Here in Texas, Sanchez is helping cook a new stew from scratch. Nothing is written. No signposts to follow or footsteps to follow in.  

“You can’t just come to a new club and try to change everything right away,” he said, after being called “among the best defensive midfielders” in the league by sporting director Rodolfo Borrell upon his arrival. “You have to show you’re willing to suffer. How everyone that they can trust you and then you can evolve, together, as a team. You can come to understand that, as a team, you can have more of the ball. You can keep it and create chances.”

Austin FC: Team of Destiny? 

Sanchez is describing the trajectory of Austin FC’s 2025 season – in league and Open Cup play. At the start of the year, under coach and fellow Spaniard Nico Estevez, no one was pointing to the Texas club as challengers for anything on any front. Here and now, even with the loss of All-Star striker Brandon Vazquez to a serious knee injury, they’ve earned a place in the U.S. Open Cup Final and are climbing the MLS Western Conference standings.  

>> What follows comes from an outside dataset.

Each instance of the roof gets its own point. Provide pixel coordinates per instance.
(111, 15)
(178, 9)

“It’s the biggest challenge of our season, but also the biggest opportunity,” said Sanchez, guiding the club behind the scenes and in the heart of midfield. “We will know in a few weeks the kind of team we are. It’s too early to say now. We have to prepare, on and off the field, in the hardest way.” 

It’s not lost on him that the role of host, which Austin will play on Oct. 1 against Nashville SC, is a two-sided sabre. And while he’s never tasted defeat in an Open Cup Final, he knows the pitfalls well. “You’re the team that is supposed to win the Final,” he admitted. “Of course, if you win, it’s fantastic. And if you don’t, well, it’s double the pain.”  

Sanchez knows what awaits if this Texas club gets it right – and if the breaks go their way. “The trophy is there,” he said, knowing the weight and the feel of it twice before. “The ultimate goal – the cherry on the cake – that’s what we play for. It’s what we train for and it's what we have in mind every single day.”